How awful for them, we thought, while secretly exhaling that ours remained safely in June.
It’s surprisingly easy to unravel a year’s worth of work, unpicking the seams and dismantling each composite part
On 11 March the World Health Organisation declared Covid-19 a global pandemic. The superficiality of table plans and napkin shades began to fade to the backs of our minds; the future of our loved ones, the economy and society came sharply into view. What once felt so important to us now seemed completely trivial.
It wasn’t a surprise when we got the email from our venue that they’d be closing until July – a month after our wedding – but it still felt like a punch in the gut. The day had felt like a light at the end of an increasingly long and meandering tunnel and Boris Johnson’s proclamation that “many more families are going to lose loved ones before their time” made the thought of having all our people in the same room feel ever more poignant. I thought back to friends’ weddings that had passed joyfully without glitch.
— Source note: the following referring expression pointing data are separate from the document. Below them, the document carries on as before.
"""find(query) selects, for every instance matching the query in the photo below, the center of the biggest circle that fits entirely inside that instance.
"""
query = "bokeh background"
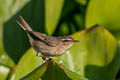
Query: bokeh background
(96, 57)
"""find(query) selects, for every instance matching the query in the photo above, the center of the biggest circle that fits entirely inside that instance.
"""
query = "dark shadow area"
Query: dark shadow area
(15, 39)
(108, 72)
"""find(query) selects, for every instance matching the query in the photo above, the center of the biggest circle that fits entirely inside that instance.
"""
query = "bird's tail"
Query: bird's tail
(24, 24)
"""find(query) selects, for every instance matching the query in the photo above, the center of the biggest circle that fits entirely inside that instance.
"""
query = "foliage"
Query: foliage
(95, 57)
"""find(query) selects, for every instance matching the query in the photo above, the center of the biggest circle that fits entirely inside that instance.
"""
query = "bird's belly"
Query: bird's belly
(45, 50)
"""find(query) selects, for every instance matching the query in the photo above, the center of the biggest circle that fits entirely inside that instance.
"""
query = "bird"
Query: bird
(46, 46)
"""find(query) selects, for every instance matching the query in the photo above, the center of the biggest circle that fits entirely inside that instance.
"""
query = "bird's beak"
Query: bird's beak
(76, 41)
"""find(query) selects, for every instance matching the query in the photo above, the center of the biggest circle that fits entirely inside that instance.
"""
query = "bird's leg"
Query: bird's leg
(44, 58)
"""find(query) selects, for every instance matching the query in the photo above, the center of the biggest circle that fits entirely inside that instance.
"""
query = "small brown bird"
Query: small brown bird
(47, 46)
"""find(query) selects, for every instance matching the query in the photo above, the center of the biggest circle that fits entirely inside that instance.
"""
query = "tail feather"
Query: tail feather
(24, 24)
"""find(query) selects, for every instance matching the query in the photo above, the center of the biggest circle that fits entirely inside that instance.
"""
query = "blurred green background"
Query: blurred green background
(96, 57)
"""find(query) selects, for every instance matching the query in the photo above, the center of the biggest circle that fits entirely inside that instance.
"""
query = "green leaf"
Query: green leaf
(4, 71)
(105, 13)
(97, 54)
(53, 10)
(37, 73)
(27, 64)
(74, 76)
(14, 38)
(82, 2)
(52, 71)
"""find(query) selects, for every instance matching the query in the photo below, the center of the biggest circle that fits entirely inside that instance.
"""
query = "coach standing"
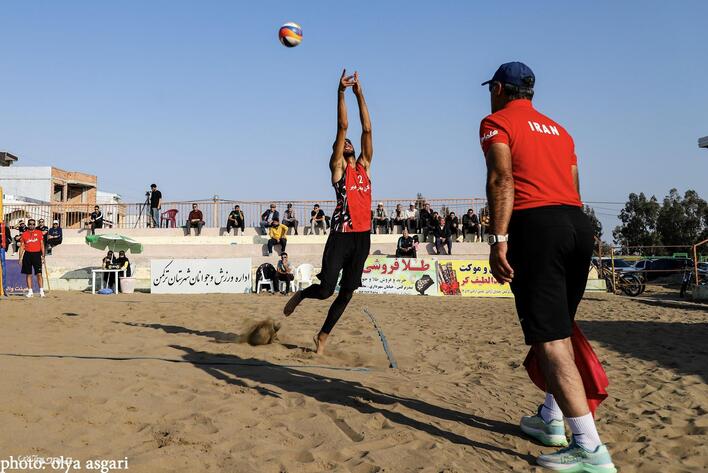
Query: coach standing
(541, 243)
(32, 256)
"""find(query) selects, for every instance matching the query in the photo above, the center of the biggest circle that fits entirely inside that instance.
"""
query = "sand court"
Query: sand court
(161, 380)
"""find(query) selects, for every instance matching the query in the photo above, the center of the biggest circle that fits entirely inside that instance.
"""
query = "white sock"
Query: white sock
(584, 431)
(550, 409)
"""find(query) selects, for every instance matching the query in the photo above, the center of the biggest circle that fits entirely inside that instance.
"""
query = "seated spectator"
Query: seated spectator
(443, 236)
(55, 235)
(470, 225)
(406, 245)
(108, 263)
(398, 218)
(412, 218)
(454, 223)
(285, 271)
(289, 219)
(318, 220)
(95, 219)
(380, 218)
(267, 218)
(236, 220)
(195, 220)
(123, 263)
(425, 221)
(278, 235)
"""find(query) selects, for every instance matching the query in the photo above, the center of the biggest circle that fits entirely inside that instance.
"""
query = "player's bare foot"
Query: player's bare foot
(293, 303)
(320, 342)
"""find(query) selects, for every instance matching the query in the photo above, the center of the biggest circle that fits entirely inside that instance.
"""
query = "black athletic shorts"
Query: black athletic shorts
(346, 252)
(550, 250)
(32, 260)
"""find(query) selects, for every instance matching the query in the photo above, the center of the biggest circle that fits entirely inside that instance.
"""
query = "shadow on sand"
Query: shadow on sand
(678, 346)
(351, 394)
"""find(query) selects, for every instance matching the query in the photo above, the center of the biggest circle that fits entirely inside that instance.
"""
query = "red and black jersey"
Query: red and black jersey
(353, 210)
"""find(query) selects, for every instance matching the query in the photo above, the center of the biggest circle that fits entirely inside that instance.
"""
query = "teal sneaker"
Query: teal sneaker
(575, 459)
(551, 434)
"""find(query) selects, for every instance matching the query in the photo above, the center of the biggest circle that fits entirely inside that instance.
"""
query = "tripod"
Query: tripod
(143, 206)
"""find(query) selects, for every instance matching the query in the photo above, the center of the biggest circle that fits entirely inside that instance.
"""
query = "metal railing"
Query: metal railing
(214, 211)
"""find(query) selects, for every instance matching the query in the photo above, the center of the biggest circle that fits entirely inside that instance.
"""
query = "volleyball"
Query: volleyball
(290, 34)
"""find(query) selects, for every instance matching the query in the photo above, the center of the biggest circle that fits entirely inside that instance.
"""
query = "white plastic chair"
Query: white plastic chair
(303, 275)
(265, 282)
This week, we began the process of getting in touch with insurers and cancelling everything. I don’t expect it to take long; it’s surprisingly easy to unravel a year’s worth of work, unpicking the seams and dismantling each composite part. Our suppliers, whose entire business and livelihoods are under threat, have been enormously kind to us – and we hope to still work with them. Now, we must decide if we should rearrange and throw all our hope into another date – but looking into the future feels impossible.
Five years ago while on a trip to Vegas, we had almost gotten married, but wimped out last minute when we saw the sad Little White Chapel standing hungover on the strip. Now we wish we had, because bridal bouquets and buttonholes feel so terribly unimportant now. Ultimately, we’ve had to accept that the wedding day we do eventually get may look very different from the one we had planned just a few weeks ago – but then again so, I expect, will everything.